Naaman est un chef syrien qui est affecté par la lèpre. Une petite servante israélienne lui parle d’un prophète dans son pays qui est capable de le guérir. Le général va trouver son roi qui l’envoie en Israël avec une lettre qui demande au roi de le guérir. Le roi d’Israël craint un piège, mais Élisée fait savoir à Naaman qu’il est prêt à le recevoir. Le prophète lui propose de se déshabiller et de se baigner sept fois dans le Jourdain. Naaman s’attendait à des invocations religieuses plus sophistiquées, mais il finit par accepter et se trouve libéré de sa lèpre.  

Une fois guéri, le voyage de Naaman en terre d’Israël a atteint son but : c’est une pleine réussite. Il pourrait décider de rentrer dans son pays pour profiter de sa guérison, mais il veut d’abord retourner auprès d’Élisée pour témoigner de sa guérison. Comme le prophète refuse l’argent qu’il lui propose, il demande la possibilité d’emporter avec lui un peu de terre d’Israël pour faire mémoire du Dieu qui l’a guéri. 

Quel est le lien avec le passage de l’Évangile ? – La guérison des dix lépreux

Dans le récit de la guérison des dix lépreux, seul celui qui est retourné sur ses pas pour rendre grâce à Dieu est guéri par la foi. Comme Naaman, il ne s’est pas contenté de profiter de la grâce reçue, il a voulu y répondre dans une action de grâce de sa part. Dans les deux récits, la foi réside dans la réponse apportée aux grâces reçues. 

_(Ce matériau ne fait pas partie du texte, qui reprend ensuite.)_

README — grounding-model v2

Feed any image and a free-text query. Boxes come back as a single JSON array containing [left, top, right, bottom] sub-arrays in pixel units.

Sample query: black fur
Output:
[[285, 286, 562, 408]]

Ces deux récits peuvent inspirer notre témoignage. Dans le dialogue avec celles et ceux qui se déclarent athées, on peut leur suggérer de revisiter les moments où, dans leur existence, ils ont vécu des moments de grâce, de beauté et de bonté. Qu’en ont-ils fait ? Ils ont pu penser que c’était des coups de chance, mais comme Naaman ou le lépreux samaritain, ils peuvent aussi s’interroger sur l’origine de la grâce et chercher à qui et comment rendre grâce.